Lastly, in regards to the non-secular significance of this tradition, within Christian ceremonies, the broom handle represents God, the straw bristles signify the couple’s families, and a ribbon around the broom symbolizes the ties that bind the couple. In Pagan ceremonies, it is said that the broom handle represents the male phallus and the bristles represent female energy.

Modern-Day Practices and Meanings

A resurgence of jumping the broom occurred after it was featured in Alex Haley’s novel about slavery, Roots: The Saga of an American Family, in 1976, and in the television mini-series in 1977. While there are different feelings about the tradition, today, many Black people incorporate jumping the broom into their ceremony. “When African Americans incorporate jumping the broom, it is to pay homage to their culture and legacy,” says Harris. “It is a tradition of the ancestors of African Americans and they want to keep it going because ‘jumping the broom’ is a major part of their heritage. They also decide to jump the broom to bless the marriage.”

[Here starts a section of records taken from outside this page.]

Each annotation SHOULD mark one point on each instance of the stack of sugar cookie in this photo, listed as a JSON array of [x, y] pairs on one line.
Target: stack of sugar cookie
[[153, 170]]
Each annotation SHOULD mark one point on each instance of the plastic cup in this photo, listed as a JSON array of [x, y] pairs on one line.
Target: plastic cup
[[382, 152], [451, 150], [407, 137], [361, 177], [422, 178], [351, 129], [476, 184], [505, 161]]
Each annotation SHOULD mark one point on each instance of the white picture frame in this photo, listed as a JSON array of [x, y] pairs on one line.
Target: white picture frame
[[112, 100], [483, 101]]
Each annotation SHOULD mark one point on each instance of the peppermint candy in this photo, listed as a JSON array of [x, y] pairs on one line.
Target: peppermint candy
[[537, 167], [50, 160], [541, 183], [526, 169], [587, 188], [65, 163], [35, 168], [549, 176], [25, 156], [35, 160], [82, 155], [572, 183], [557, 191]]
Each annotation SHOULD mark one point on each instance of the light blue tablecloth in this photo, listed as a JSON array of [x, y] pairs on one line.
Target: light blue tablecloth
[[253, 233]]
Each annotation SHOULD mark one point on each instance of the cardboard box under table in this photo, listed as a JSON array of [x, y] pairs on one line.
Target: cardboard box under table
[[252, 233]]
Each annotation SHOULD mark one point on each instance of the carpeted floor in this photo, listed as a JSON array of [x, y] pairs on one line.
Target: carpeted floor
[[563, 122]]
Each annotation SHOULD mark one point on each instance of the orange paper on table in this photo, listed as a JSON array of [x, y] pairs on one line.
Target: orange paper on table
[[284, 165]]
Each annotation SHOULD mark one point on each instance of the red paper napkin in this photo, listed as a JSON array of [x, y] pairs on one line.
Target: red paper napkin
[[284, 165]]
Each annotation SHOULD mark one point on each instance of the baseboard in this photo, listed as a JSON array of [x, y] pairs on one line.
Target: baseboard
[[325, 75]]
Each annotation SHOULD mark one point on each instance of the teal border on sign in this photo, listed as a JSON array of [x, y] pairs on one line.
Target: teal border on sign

What's more, the broom can be a family heirloom that is passed down through generations, allowing for an even more personal touch to a wedding ceremony. And while the broom is not the typical household tool that you have in your home (it is usually three feet long and has a wooden handle with natural bristles), according to Harris, most brides customize their brooms. The broom typically has silk ribbons, flowers, intricate beading, or lace, and several online retailers, like Etsy, even sell pre-made or customizable pieces for couples. It's also a popular practice to have guests write their names on decorative paper to attach to the broom before being used in the ceremony. This symbolizes the guests and their well-wishes for the couple entering a marriage.

Nonetheless, even though the tradition comes from a robust history, there are various reasons why couples may decide not to jump the broom. Some people believe that it's archaic and don't like its ties to slavery, while others simply don't want to jump the broom at their ceremony. Ultimately, it's a personal choice.